Residual Stacked Gaussian Linear Model

Updated 11 October 2025

The RSGL model is a deep, residual-based forecasting architecture that employs stacked linear blocks with Gaussian nonlinearities to capture complex temporal dependencies.
It incorporates RevIN normalization, dropout, and skip connections to enhance robustness against non-stationarity and gradient issues in high-dimensional data.
Empirical results demonstrate significant improvements over shallow models, with error reductions up to 26.5% in financial and epidemiological forecasting benchmarks.

The Residual Stacked Gaussian Linear (RSGL) model is an architecture for multivariate time series forecasting and high-dimensional regression that leverages stacked linear transformations with Gaussian-based nonlinearities and residual connections. Designed to address the limitations of shallow linear models, RSGL improves long-range dependency modeling, robustness to non-stationarity, and generalization to complex datasets, including financial and epidemiological series. Its conception and enhancements over previous architectures are supported by comprehensive mathematical analysis and experimental validation on benchmark and real-world datasets.

1. Architectural Foundations and Model Formulation

The RSGL model extends the Gaussian-based Linear (GLinear) framework, which consists of a pair of fully connected (linear) layers separated by a Gaussian Error Linear Unit (GeLU) activation, with Reversible Instance Normalization (RevIN) preceding and following the core transformations (Ali, 4 Oct 2025). The RSGL model increases architectural depth by stacking four linear blocks, each organized as a residual block:

Each residual block applies a fully connected linear transformation, a GeLU activation (approximated as $\operatorname{GeLU}(x) = 0.5x[1 + \tanh(\sqrt{2/\pi}(x + 0.04471x^3))]$ ), and a dropout layer for regularization.
A skip connection adds the block’s input to its output: $h(x) = F(x) + x$ , where $F(x)$ is the block’s nonlinear transformation.

The full pipeline uses:

RevIN normalization: standardizes temporal inputs for adaptation to distributional shifts.
Four stacked linear blocks: each with GeLU, dropout, and residual skip.
RevIN denormalization: restores predictions to their original scale.

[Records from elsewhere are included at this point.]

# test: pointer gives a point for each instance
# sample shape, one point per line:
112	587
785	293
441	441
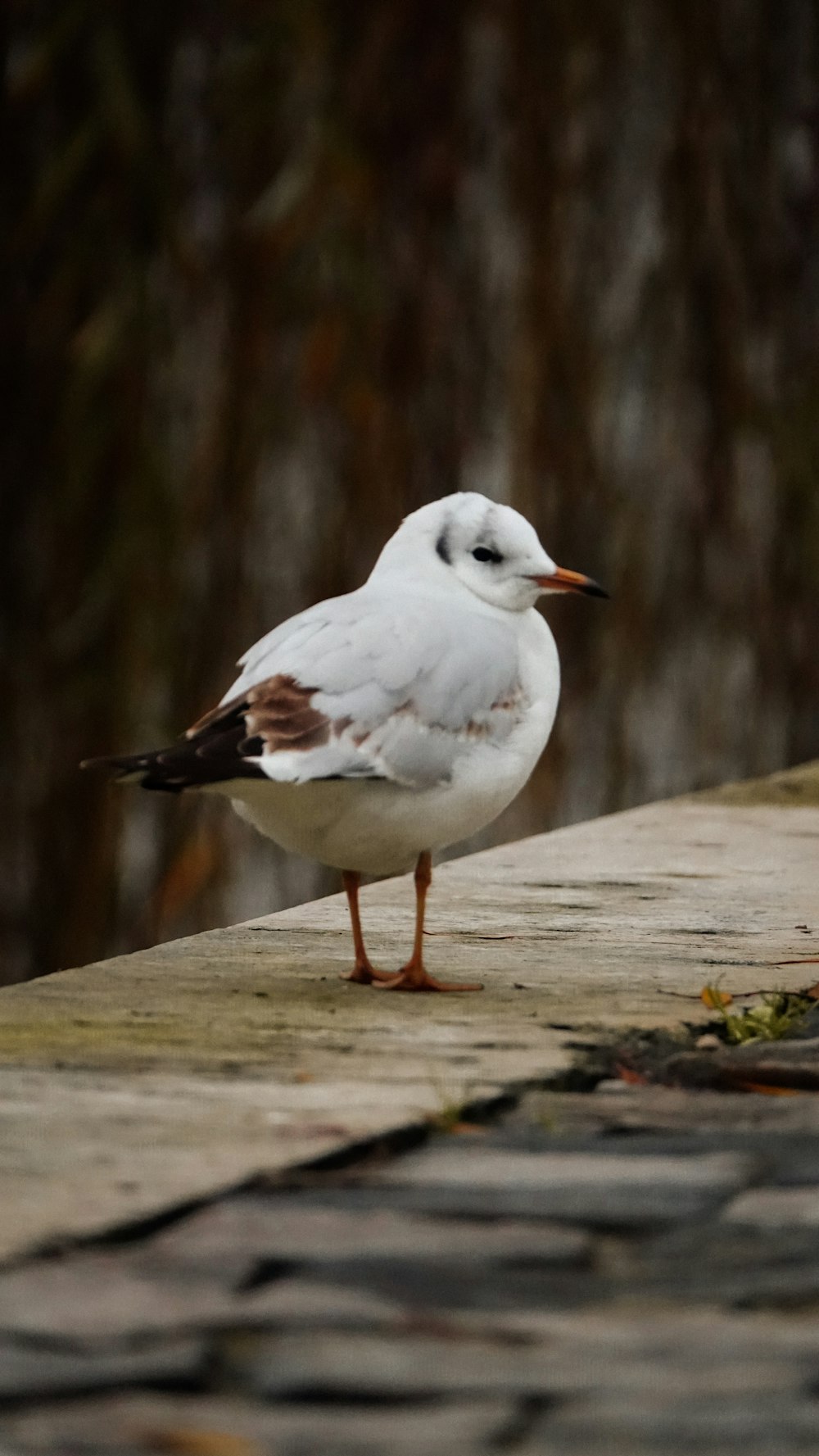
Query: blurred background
275	274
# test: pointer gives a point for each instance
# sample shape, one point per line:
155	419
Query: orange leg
414	977
363	972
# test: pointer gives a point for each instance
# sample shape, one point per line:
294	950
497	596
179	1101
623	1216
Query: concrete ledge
156	1077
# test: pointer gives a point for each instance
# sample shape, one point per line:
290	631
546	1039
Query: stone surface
595	1187
163	1077
29	1369
776	1208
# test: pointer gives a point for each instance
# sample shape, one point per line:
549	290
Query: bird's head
487	548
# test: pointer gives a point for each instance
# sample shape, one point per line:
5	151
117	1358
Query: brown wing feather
223	744
278	712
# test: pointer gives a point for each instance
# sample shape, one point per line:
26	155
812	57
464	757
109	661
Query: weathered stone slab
239	1427
610	1188
281	1229
761	1424
163	1077
32	1371
776	1208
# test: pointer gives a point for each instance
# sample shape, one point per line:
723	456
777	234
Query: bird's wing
370	686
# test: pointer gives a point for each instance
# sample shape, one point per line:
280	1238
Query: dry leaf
630	1075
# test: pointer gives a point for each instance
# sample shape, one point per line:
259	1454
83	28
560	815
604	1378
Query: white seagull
377	728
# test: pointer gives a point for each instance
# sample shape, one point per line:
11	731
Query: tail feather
187	764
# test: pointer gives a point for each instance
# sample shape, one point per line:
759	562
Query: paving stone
643	1354
713	1424
35	1371
738	1266
234	1235
592	1187
103	1295
776	1208
181	1424
655	1109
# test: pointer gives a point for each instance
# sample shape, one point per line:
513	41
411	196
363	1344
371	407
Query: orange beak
563	580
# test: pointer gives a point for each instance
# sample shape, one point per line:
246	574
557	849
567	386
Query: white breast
380	828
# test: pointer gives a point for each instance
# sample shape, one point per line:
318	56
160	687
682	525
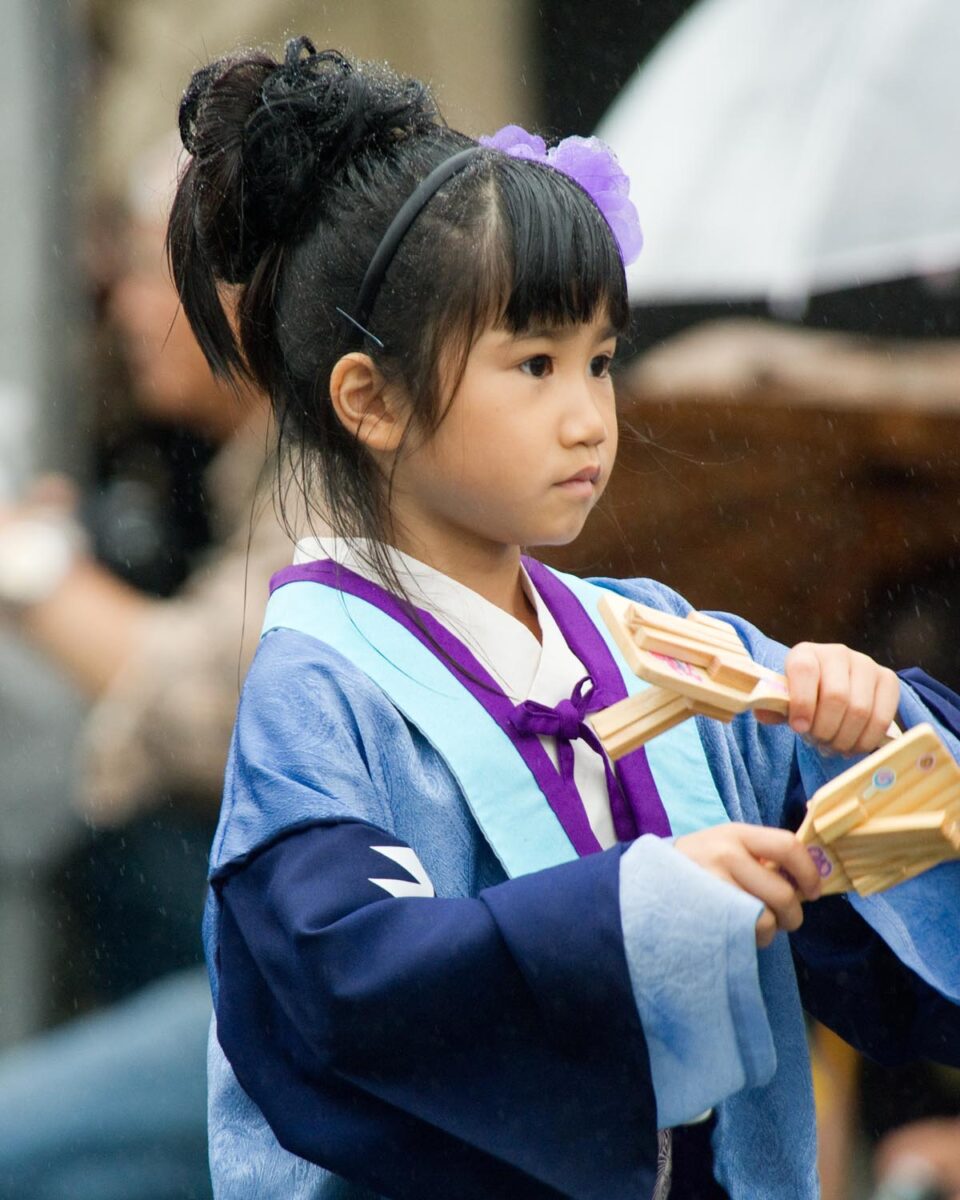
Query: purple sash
635	803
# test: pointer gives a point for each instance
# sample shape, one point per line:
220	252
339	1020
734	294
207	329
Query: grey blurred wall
40	427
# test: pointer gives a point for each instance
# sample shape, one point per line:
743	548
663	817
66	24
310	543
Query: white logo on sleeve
406	858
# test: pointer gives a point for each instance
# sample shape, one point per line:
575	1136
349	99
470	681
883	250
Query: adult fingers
766	928
886	703
833	695
861	703
802	671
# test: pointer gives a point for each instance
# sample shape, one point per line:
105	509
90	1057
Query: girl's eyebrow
559	333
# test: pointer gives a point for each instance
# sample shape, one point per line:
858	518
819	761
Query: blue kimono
430	981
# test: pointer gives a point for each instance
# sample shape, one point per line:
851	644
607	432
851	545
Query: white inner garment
525	669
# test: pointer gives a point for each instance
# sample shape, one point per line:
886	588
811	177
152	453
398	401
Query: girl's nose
586	423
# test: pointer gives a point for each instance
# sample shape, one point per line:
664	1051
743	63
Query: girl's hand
744	856
839	699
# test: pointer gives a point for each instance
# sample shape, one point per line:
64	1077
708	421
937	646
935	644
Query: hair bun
270	141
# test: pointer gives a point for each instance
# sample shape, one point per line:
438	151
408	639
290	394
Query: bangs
559	261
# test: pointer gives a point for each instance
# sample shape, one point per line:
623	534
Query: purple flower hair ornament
591	163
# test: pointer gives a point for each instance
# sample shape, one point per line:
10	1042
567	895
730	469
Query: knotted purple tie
567	723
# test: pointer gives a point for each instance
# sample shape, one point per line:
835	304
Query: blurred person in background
113	1104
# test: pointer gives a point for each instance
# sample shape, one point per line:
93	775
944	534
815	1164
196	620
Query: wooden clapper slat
893	815
697	664
889	817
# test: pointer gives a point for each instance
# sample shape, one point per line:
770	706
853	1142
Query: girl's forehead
600	327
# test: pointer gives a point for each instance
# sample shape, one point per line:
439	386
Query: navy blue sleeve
427	1047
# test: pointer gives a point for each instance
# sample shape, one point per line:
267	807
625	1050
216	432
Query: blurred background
790	400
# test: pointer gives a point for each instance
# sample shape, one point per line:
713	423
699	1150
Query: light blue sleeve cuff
690	942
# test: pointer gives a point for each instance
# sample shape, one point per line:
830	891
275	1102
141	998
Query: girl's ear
365	405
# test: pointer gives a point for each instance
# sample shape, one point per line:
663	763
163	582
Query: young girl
454	953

This design provides robustness to gradient vanishing/explosion in deeper linear stacks and maintains undistorted input signals through identity mapping when intermediate non-linearities yield near-zero outputs.

2. Methodological Enhancements: Depth, Regularization, and Normalization

RSGL introduces several enhancements over shallow Gaussian linear models (Ali, 4 Oct 2025):

Increased Depth: Instead of a single hidden layer, four sequential residual blocks enable the network to represent more complex and long-range temporal dependencies. This extends modeling capacity to multi-scale patterns inherent in multivariate time series.
Residual Connections: By implementing skip connections within each block, RSGL mitigates degradation effects commonly observed in deep architectures and preserves input characteristics.
Dropout Regularization: Dropout after each GeLU activation provides stochastic regularization, which improves generalization and reduces overfitting risk, especially in noisy or limited-data regimes.
RevIN Layers: Pre- and post-normalization layers ensure resilience against non-stationarity in input distributions, facilitating adaptability across various domains.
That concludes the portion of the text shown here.